What is difficult is the consequential decisions that one must
take and that is the issue that is missing out of this whole debate,
apart from a few commentators who have pointed that out.
Q17 Bob Russell: We are where we
are. What precisely will the further review you have announced
address and what conclusions do you expect it to reach?
Mr Woolas: Chairman, as I said
in the statement to the House on Wednesday night, we recognise
the vote of the House of Commons. That is the House expressing
its view and we must respond to that. We intend, as we said in
the statement, to come forward with the lessons from the applications
and the outstanding 1,500 appeals. We wish to share with you and
your Committee the statistics and the figures that we have in
the hope that you can assist us and help us in the development
of this policy. When we have reviewed those 1,500 we will be able
to consider the new proposals in the light of those two pieces
of evidence so that we can move on from where we are because everybody
wants to get this sorted, not least the people who have been waiting
for their applications to be dealt with.
Q18 Martin Salter: I want to move
on to the issue of the criteria that was announced. Mr Jones,
can you confirm for the record what the Gurkha Riflemen's terms
and conditions of service are for the length of service set prior
to 1997, both for riflemen, warrant officers and lieutenants?
Mr Jones: What I really want to
do is explain the nonsense that has been spoken about this. The
impression given is that under the new criteria this will only
affect officers. I have got the actual figures. Under the new
20-year rule the qualification will be 2,197 ex-Gurkhas could
apply and that is made up of 993 officers and 1,204 other ranks
on retirement. The other issueand I seemed to be scoffed
at when I raised this in the Houseis that they do not recruit
officers, everyone joins as a private soldier and then serves,
as has been outlined, 15 years. So to suggest somehow that this
only affects officers is not true.
Q19 Martin Salter: Now could you
try answering the question which I am going to repeat for you?
The Gurkha terms and conditions of service prior to 1997 are laid
down. Are they not 15 years contractual for riflemen, 22 years
for a warrant officer class one, 20 years for a warrant officer
class two and 24 years for a lieutenant? Is it not the case that
85% of all serving Gurkhas retire at the rank of corporal or below?
Mr Jones: No. What you misunderstand
is that the Brigade of Gurkhas do not recruit officers directly.

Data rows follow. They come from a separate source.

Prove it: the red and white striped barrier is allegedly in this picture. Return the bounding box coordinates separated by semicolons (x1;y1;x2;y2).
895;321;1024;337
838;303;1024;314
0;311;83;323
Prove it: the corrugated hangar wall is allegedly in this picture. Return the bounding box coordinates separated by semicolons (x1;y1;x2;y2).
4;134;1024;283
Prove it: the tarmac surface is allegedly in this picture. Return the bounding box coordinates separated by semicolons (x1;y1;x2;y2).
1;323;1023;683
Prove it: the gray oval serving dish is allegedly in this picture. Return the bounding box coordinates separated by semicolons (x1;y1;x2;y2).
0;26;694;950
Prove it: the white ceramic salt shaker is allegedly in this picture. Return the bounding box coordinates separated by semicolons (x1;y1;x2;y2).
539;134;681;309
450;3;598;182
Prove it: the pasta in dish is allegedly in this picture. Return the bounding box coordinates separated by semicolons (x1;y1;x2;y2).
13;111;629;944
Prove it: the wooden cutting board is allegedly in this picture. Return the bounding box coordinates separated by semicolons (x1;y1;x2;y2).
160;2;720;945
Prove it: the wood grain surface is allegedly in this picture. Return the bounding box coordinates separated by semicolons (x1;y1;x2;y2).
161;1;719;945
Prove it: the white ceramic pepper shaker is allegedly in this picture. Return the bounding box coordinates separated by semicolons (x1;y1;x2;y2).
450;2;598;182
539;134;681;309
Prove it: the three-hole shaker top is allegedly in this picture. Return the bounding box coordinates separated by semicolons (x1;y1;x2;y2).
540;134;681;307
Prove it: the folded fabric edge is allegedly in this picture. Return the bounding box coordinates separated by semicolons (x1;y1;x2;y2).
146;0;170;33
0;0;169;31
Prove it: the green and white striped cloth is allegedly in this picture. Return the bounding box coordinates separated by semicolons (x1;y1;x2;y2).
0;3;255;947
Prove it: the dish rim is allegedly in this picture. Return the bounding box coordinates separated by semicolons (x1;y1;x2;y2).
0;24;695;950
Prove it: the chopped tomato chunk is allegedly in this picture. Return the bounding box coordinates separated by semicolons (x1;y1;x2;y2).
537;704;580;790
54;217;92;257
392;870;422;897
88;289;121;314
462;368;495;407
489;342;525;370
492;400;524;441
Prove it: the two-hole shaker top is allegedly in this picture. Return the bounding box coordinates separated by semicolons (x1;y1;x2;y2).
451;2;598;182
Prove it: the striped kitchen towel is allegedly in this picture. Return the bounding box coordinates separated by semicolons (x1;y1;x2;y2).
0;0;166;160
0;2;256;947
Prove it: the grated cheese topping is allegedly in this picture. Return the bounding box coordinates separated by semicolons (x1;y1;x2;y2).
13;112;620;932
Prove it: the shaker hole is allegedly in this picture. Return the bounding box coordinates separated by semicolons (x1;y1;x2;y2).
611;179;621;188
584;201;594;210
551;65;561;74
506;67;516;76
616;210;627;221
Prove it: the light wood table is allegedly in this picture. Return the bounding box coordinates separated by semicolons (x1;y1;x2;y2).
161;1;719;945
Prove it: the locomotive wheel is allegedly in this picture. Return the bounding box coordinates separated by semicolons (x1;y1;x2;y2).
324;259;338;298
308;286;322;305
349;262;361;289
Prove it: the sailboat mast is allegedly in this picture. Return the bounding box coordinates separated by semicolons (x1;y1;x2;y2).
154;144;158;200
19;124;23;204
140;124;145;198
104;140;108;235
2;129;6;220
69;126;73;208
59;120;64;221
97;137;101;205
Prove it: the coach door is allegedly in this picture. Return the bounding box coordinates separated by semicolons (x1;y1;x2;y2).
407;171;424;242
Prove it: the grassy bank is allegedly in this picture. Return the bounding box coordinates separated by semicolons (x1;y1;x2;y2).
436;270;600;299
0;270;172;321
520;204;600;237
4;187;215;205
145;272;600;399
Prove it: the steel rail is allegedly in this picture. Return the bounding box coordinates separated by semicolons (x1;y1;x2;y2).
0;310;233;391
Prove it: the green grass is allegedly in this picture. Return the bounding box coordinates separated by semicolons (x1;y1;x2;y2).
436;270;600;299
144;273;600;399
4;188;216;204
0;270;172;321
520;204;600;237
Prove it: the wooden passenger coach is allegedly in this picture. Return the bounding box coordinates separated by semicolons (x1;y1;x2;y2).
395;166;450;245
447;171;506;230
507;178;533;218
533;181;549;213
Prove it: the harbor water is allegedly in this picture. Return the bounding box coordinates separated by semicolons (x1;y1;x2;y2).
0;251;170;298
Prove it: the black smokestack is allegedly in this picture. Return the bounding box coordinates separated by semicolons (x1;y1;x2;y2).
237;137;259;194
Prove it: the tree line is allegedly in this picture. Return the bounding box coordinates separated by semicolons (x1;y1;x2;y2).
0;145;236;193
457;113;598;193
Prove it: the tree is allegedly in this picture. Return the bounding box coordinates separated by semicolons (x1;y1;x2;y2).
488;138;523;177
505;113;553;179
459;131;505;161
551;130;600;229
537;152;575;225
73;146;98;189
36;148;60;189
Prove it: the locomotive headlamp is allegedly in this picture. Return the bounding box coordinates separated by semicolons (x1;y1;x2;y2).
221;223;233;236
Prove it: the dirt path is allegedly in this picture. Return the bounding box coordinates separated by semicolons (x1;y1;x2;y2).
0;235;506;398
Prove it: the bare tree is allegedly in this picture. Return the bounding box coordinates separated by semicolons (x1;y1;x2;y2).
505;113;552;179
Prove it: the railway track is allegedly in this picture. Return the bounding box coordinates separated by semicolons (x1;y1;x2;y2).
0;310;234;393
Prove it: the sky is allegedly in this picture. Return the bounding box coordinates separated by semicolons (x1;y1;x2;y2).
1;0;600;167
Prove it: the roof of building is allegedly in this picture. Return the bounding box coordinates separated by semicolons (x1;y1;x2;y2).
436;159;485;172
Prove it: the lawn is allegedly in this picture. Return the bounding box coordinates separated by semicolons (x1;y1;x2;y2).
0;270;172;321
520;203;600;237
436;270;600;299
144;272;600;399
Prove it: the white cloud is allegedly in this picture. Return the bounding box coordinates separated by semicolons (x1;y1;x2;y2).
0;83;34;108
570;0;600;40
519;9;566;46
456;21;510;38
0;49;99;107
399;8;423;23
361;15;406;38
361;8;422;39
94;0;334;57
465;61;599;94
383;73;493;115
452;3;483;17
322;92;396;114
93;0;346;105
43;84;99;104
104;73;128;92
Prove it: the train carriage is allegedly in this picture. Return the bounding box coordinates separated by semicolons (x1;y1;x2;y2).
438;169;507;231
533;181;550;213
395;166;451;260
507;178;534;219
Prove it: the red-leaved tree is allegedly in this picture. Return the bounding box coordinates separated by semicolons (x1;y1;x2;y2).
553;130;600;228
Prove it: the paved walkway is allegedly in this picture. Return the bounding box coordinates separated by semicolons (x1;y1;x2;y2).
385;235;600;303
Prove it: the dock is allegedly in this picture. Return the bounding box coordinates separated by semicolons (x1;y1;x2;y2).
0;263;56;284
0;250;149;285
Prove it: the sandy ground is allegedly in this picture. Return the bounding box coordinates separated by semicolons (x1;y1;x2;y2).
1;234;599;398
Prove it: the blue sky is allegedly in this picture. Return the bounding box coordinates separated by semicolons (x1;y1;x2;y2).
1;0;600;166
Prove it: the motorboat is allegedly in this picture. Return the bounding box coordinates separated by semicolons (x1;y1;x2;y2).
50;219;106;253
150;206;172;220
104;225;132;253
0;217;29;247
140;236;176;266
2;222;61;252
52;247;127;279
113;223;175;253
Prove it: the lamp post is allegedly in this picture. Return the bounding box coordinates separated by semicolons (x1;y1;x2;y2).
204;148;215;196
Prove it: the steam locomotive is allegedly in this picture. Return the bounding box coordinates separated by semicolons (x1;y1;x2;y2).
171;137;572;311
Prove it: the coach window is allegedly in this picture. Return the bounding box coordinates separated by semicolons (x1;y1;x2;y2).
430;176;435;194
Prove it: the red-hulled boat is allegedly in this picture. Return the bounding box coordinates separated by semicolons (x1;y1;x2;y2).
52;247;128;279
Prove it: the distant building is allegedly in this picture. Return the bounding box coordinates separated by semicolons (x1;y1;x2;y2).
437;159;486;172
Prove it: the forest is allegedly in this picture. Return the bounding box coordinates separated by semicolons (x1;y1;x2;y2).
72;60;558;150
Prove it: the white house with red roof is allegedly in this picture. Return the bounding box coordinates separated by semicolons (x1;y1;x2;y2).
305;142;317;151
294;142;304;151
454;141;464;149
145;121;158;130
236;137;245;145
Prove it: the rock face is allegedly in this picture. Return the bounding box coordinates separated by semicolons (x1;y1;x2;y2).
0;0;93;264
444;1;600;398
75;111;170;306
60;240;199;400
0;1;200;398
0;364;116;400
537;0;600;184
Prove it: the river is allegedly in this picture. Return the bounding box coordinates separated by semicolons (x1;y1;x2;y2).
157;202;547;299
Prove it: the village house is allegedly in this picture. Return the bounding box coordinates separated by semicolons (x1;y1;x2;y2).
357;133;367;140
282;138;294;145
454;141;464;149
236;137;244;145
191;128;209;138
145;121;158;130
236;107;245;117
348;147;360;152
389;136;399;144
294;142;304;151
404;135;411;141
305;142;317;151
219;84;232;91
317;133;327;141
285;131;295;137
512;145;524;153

Everyone joins as a private. So to say that someone joins for
15 years, for example, is incorrect because there are those that
go on to become sergeants or warrant officers and they will serve
longer than that. In terms of the criteria that were laid down,
I have also asked for the figures for how many riflemen would
qualify. I think somewhere in the region of 500 additional ones
would qualify as well.
Chairman: I think Mr Salter is a bit
upset because you have not answered his question.